Neural Fictitious Self-Play on ELF Mini-RTS
This is an incremental step toward game-theoretic solutions for RTS games, addressing the multi-agent nature that hinders single-agent methods.
The paper tackled the challenge of applying AI to real-time strategy (RTS) games by using Neural Fictitious Self-Play (NFSP) on Mini-RTS, showing that NFSP combined with policy gradient reinforcement learning can be effectively applied, with pretraining improving scalability.

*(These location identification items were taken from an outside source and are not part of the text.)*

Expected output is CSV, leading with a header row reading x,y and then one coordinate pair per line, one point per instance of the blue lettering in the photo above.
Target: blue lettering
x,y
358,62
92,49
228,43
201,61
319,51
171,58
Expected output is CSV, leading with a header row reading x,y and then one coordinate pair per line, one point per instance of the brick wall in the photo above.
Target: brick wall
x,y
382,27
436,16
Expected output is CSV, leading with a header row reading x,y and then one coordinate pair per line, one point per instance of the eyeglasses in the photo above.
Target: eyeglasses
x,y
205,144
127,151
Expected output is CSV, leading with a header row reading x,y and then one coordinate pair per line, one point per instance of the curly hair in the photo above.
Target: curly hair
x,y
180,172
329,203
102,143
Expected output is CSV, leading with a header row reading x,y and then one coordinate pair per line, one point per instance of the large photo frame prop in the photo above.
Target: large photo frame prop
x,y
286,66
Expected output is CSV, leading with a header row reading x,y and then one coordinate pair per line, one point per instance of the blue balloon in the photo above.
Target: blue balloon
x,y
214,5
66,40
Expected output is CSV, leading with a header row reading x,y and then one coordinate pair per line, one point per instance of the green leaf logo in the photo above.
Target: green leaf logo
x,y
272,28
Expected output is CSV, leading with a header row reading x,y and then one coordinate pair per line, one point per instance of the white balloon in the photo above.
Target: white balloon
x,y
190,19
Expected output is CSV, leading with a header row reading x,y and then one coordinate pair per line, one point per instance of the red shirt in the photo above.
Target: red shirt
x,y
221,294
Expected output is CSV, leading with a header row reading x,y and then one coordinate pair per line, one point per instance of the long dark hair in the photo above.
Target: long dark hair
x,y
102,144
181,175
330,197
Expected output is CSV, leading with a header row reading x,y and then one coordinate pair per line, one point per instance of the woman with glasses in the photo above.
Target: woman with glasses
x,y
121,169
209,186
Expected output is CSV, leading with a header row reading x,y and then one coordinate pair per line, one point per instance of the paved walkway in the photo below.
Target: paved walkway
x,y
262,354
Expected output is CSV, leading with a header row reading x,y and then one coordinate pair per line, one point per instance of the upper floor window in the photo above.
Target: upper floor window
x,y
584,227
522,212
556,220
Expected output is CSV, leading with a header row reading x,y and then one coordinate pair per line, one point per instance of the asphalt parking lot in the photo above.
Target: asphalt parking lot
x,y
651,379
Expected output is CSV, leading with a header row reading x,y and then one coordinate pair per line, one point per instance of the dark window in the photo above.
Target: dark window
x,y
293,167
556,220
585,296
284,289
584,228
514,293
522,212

Despite the notable successes in video games such as Atari 2600, current AI is yet to defeat human champions in the domain of real-time strategy (RTS) games. One of the reasons is that an RTS game is a multi-agent game, in which single-agent reinforcement learning methods cannot simply be applied because the environment is not a stationary Markov Decision Process. In this paper, we present a first step toward finding a game-theoretic solution to RTS games by applying Neural Fictitious Self-Play (NFSP), a game-theoretic approach for finding Nash equilibria, to Mini-RTS, a small but nontrivial RTS game provided on the ELF platform. More specifically, we show that NFSP can be effectively combined with policy gradient reinforcement learning and be applied to Mini-RTS. Experimental results also show that the scalability of NFSP can be substantially improved by pretraining the models with simple self-play using policy gradients, which by itself gives a strong strategy despite its lack of theoretical guarantee of convergence.